IRELAND | Ombudsman highlights disability transport issues to Irish Government

Irish Ombudsman Peter Tyndall has written to the Irish Government to highlight some of the issues raised in complaints to his Office that affect people with disabilities. The Government met Thursday 9 January in Marino, Dublin for a special meeting to discuss disability issues.

The Ombudsman has warmly welcomed the Government’s decision to focus on persons with disabilities. His letter describes the six-and-a-half-year delay in implementing a replacement scheme for the Mobility Allowance and Motorised Transport Grant schemes that were closed to new applicants in 2013 by the Department of Health. The closure followed an investigation by the then Ombudsman, Emily O’Reilly, which found that the schemes were in breach of the Equal Status Act 2000.

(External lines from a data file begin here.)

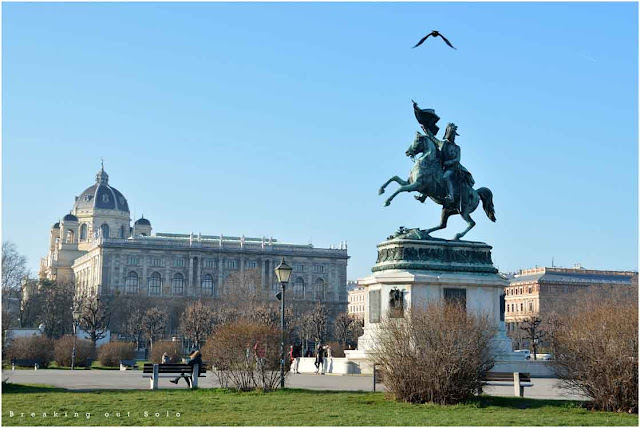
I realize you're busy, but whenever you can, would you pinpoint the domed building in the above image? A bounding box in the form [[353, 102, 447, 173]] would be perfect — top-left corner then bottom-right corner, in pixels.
[[40, 167, 349, 312]]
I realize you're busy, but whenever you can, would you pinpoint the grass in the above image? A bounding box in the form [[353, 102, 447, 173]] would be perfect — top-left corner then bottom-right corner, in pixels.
[[2, 384, 638, 426]]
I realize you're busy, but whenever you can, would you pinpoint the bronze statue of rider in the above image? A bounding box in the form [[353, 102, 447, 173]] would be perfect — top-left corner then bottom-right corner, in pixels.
[[413, 101, 475, 205]]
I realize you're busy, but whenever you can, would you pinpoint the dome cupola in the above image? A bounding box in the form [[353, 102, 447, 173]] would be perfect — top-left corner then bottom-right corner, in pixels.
[[73, 165, 129, 215]]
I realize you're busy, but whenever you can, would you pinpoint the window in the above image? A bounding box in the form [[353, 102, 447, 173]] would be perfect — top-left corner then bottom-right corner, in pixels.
[[149, 272, 162, 295], [313, 278, 325, 301], [171, 273, 184, 295], [293, 277, 304, 300], [444, 288, 467, 309], [201, 274, 213, 296], [125, 271, 138, 293]]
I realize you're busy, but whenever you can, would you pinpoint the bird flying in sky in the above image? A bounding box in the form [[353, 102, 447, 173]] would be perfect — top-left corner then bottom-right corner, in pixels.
[[412, 30, 455, 49]]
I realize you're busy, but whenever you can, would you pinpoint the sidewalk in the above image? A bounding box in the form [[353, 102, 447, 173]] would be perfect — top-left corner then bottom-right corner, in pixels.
[[2, 369, 585, 400]]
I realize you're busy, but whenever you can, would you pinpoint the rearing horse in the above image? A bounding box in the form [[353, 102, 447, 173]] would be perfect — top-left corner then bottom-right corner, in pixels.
[[378, 124, 496, 240]]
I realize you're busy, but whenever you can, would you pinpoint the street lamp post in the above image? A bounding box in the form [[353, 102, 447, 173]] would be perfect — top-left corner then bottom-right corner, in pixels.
[[275, 257, 293, 388], [71, 305, 81, 370]]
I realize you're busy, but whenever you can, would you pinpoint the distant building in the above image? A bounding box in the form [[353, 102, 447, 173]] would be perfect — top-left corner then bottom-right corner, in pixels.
[[40, 168, 349, 313], [505, 265, 638, 330], [348, 281, 366, 319]]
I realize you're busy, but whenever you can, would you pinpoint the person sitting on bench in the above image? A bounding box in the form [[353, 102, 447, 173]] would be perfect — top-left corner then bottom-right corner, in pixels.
[[169, 349, 202, 388]]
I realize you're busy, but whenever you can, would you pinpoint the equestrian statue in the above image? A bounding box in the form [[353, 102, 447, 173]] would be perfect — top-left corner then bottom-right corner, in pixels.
[[379, 101, 496, 240]]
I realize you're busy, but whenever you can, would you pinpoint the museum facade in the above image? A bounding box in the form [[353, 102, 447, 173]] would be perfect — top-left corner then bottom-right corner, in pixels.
[[40, 168, 349, 310]]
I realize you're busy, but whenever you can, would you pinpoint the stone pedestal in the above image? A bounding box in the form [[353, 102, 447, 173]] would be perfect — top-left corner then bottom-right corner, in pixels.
[[356, 239, 519, 368]]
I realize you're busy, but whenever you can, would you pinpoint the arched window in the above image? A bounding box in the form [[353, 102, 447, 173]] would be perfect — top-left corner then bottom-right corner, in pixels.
[[171, 273, 184, 295], [149, 272, 162, 295], [201, 274, 213, 296], [125, 271, 138, 293], [313, 278, 324, 302], [293, 277, 304, 300]]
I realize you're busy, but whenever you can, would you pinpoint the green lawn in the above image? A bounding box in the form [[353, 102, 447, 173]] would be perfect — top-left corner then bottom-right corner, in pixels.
[[2, 384, 638, 426]]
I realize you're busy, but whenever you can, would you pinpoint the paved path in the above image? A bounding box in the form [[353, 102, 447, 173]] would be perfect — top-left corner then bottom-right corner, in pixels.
[[2, 369, 584, 400]]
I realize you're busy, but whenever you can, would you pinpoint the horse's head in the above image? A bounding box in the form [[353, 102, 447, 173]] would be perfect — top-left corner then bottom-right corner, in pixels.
[[404, 132, 426, 159]]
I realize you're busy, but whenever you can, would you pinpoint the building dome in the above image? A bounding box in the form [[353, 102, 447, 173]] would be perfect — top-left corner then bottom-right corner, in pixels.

The Ombudsman of Ireland also refers to concerns he has over the eligibility criteria for the Disabled Drivers and Disabled Passengers scheme. The scheme provides a range of tax reliefs linked to the purchase and use of specially constructed or adapted vehicles by drivers and passengers with a disability. The Ombudsman says that the criteria are extremely narrowly focussed and prescriptive. He added that the criteria do not allow for any discretion, and many severely and permanently disabled applicants have no prospect of qualifying for the scheme as it is currently framed.